Je crains que le concept philosophique de volonté ne reste à jamais flou pour moi, tout comme celui de liberté. Lorsqu’ils ne sont pas accompagnés des qualificatifs appropriés et mis très concrètement en situation, lorsqu’on les brandit comme autant d’entités métaphysiques nues, ces mots m’apparaissent chacun comme un tonneau des Danaïdes qu'on n'en finit pas de remplir et de vider. La lecture de A. De Libera (Cours de 2016 du Collège de France sur la Volonté et l'action) aura au moins servi à dégonfler une baudruche de plus.

Le raisonneur invisible

Le temps est syllogisme, et le syllogisme temps. Le syllogisme introduit la qualité dans le concept de temps. C'est un temps utile, un temps qui progresse. C'est du temps humain et dans l'absolu il pourrait être contracté jusqu'au zéro. On peut en effet imaginer que pour Dieu, pour lequel le temps n'existe pas, l'activité syllogistique, aussi complexe soit-elle, est instantanée, au sens absolu du terme. Et il est si tentant, pour nous aussi, d’abréger le temps du raisonnement et de la délibération (à défaut de les abroger), si tentant de se dispenser de la mineure ou de la majeure des syllogismes, si excitant de sauter ainsi d'un enthymème à un autre, et ainsi jusqu'à élider toutes les étapes intermédiaires. Si tentant de se laisser guider par le désir de ce qui suit, celui de transgresser, et de permettre ainsi au péché de s’insinuer dans le processus. Le désir humain est-il une stratégie de raccourcis pour d'atteindre plus vite au but, à la jouissance ? Comme le désir, l'intuition se présente sous la forme d'une synthèse spontanée, irraisonnée et s’imposant immédiatement à la conscience. Quel est, dans les deux cas, le raisonneur invisible qui effectue le travail pour nous ? L'inconscient ? Le Daimon ?

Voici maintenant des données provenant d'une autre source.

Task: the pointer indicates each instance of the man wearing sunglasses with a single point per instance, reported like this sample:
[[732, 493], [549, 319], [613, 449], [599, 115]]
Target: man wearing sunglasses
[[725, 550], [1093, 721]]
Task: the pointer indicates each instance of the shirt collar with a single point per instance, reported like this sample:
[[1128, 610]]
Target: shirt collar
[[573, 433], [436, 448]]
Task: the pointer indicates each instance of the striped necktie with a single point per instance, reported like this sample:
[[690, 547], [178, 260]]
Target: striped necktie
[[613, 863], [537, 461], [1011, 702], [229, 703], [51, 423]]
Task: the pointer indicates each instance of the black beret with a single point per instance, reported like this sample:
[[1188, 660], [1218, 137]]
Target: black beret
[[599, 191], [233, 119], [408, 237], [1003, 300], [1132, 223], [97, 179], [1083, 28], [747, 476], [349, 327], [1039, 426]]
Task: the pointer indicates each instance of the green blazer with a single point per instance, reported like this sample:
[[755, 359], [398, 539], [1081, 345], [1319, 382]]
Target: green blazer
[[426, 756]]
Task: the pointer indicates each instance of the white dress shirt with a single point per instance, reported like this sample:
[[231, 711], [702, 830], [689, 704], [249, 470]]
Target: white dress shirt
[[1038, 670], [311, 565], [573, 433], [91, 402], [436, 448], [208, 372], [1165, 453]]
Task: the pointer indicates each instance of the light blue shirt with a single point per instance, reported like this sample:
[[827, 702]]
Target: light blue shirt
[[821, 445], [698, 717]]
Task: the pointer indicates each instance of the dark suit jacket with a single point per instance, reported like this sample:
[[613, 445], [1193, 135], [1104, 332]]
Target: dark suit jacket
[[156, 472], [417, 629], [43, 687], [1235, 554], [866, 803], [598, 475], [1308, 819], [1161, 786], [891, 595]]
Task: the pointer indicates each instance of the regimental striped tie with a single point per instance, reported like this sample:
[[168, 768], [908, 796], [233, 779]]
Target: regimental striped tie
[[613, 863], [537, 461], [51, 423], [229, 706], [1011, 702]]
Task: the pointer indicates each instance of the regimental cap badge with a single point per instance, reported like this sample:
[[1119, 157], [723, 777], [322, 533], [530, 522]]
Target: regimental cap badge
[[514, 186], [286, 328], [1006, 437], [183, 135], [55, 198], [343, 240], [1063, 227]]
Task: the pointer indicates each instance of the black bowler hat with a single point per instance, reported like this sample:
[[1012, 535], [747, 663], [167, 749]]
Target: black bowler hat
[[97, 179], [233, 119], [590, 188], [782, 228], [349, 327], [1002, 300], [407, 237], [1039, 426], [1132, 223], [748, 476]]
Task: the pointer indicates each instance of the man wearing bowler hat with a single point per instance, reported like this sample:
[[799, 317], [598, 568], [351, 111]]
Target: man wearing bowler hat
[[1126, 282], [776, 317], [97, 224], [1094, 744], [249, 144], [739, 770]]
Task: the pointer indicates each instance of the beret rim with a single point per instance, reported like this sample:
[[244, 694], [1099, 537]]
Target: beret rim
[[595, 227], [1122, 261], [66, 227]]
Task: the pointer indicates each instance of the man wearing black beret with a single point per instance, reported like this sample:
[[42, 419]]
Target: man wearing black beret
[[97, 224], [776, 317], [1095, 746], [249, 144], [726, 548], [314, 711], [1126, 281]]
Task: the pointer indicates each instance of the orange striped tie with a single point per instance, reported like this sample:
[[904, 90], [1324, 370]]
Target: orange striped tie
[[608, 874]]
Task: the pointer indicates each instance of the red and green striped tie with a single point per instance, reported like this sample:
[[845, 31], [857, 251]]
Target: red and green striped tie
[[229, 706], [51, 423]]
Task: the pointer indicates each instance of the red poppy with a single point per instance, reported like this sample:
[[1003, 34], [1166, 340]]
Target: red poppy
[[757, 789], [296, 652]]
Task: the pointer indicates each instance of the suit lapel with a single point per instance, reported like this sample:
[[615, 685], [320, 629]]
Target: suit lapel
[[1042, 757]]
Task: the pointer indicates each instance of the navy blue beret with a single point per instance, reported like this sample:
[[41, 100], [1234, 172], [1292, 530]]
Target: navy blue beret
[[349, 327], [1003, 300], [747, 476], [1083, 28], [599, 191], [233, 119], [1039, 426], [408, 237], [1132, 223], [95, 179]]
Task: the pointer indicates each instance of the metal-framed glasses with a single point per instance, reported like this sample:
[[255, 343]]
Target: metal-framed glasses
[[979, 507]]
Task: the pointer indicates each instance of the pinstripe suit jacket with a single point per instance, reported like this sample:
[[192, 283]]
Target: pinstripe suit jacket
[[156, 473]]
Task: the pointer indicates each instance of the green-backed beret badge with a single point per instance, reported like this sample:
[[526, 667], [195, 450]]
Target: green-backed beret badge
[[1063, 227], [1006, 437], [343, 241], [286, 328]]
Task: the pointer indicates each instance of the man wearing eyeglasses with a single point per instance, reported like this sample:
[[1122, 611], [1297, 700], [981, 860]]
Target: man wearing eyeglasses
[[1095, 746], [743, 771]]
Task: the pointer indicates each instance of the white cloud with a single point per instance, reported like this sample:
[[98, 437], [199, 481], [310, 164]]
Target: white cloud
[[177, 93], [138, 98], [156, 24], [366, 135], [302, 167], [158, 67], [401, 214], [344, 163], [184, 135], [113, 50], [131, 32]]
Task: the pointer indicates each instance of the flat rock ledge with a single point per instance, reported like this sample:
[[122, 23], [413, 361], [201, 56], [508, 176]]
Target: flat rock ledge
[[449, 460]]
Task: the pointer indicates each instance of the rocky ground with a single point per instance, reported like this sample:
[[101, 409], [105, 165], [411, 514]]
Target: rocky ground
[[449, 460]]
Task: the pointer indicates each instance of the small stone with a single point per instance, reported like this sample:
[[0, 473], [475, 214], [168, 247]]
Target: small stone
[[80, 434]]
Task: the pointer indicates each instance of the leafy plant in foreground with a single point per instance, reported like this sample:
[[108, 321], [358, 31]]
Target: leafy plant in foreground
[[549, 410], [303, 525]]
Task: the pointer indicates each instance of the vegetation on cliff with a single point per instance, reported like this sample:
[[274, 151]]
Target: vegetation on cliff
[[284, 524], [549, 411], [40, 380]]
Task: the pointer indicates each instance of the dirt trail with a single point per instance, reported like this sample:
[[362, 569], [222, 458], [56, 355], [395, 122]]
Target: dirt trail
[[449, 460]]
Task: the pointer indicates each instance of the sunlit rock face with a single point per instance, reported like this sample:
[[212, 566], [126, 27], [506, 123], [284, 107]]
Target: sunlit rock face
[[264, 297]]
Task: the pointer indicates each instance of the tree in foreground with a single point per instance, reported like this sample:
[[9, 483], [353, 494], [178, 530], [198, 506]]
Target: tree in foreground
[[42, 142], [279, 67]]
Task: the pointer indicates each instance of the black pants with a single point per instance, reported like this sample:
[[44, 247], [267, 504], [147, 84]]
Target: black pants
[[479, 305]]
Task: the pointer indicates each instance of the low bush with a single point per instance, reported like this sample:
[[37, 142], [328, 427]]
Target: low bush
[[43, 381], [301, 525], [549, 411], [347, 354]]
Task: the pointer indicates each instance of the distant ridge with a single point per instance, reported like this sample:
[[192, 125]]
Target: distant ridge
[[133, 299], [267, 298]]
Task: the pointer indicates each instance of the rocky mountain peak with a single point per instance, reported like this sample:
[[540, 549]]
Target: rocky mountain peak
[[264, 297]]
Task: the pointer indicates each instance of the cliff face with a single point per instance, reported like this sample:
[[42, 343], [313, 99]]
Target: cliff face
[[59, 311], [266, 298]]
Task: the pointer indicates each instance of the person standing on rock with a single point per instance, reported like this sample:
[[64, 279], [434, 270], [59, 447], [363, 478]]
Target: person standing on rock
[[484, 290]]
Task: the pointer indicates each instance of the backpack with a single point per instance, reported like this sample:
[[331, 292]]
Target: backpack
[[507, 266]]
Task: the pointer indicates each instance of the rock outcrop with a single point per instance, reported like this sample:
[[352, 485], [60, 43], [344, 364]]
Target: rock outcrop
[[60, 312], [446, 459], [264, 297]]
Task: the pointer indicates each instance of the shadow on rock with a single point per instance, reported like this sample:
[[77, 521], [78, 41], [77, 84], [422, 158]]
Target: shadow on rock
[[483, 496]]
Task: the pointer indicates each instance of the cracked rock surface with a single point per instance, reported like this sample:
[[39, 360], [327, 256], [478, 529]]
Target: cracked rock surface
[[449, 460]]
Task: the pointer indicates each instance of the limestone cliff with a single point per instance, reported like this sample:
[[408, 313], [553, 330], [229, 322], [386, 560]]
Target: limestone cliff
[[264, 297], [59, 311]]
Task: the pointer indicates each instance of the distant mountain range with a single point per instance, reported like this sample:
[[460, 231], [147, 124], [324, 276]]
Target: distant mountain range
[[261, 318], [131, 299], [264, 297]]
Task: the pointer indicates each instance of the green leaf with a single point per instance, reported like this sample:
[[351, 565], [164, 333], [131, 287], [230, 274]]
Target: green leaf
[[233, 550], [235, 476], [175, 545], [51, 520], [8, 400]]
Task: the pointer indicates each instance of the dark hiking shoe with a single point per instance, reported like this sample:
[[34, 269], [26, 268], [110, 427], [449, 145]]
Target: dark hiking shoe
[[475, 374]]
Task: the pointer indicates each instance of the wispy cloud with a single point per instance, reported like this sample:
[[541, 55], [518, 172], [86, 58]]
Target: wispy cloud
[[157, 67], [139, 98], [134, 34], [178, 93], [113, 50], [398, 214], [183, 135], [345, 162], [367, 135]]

Le regard croisé des Formes

La plénitude est implicite dans le concept de "choses". Pas une chose sans une infinité de choses. Elles s'affirment ensemble, dans un réseau qui fait prise, d'emblée. Qui dit une dit une infinité. Un élément du monde sensible, quel qu'il soit, n'est pas à lui-même sa propre justification. Sa présence au monde n'est établie que par d'autres présences. Cette intuition respecte le jaillissement et le foisonnement de la Création qui n'est pas une fabrique rationnelle, respectant des étapes, mais l'effet instantané des regards croisés que les Formes se portent les unes sur les autres. D'emblée tout est là ; d'emblée toutes les choses sont engendrables. Le temps est artéfactuel et, partant, l'évolution l'est aussi.